Prepare for a captivating journey as we delve into the musical universe of Chicago’s sonic virtuoso, Sacha Mullin. His third solo work, Casino Wilderness Period, breaks new ground in auditory exploration, pushing the boundaries of sonic possibilities. Released under Dog & Pony Records in collaboration with Dipterid Records, this album is available in both physical and digital formats.

Mullin, a revered figure in Chicago’s dynamic music scene, has been affectionately labeled as an “angel,” an “alien,” and a “vocalist extraordinaire” by the Chicago Reader. A veteran collaborator with avant-garde ensembles like Dead Rider, Lovely Little Girls, and Cheer-Accident, Mullin’s musical prowess and vocal finesse have left an indelible mark for over a decade.

Casino Wilderness Period, follows Mullin’s impressive 2017 solo album, Duplex, which garnered acclaim from BBC6, Vocalo, The Big Takeover, and The Wire, with the latter proclaiming, “If the landscape of chart pop is flat, Sacha Mullin proposes an Alpine hike.”
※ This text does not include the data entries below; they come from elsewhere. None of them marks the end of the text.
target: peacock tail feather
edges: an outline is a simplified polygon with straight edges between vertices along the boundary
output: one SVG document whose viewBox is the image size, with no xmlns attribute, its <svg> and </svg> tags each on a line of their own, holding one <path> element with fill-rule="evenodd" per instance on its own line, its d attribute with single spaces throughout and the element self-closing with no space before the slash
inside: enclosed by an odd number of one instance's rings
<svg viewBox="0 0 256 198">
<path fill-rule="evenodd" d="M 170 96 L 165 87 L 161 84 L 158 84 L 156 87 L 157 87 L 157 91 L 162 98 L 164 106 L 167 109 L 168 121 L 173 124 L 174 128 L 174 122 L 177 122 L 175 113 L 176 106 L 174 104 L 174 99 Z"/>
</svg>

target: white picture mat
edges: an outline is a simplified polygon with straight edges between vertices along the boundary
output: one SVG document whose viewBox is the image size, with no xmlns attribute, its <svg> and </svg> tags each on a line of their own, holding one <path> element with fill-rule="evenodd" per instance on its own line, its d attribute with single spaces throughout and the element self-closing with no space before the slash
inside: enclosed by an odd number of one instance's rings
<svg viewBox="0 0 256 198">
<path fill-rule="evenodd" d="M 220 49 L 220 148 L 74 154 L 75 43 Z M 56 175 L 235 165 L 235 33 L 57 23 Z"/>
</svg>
This latest release is a thrilling continuation of Mullin’s musical voyage, embodying the same fearlessness and vocal prowess that define his work. Beyond digital streaming, the album is available on vinyl and CD. The vinyl, expertly pressed by Chicago’s Smashed Plastic, and the CD, inclusive of a full-color booklet featuring photos by Aaron Sweatt, lyrics, and two exclusive bonus tracks (“Love Sisyphean” and a Rittmann co-write “Power!”), are accessible online and in select stores across Chicago (US) and London (UK).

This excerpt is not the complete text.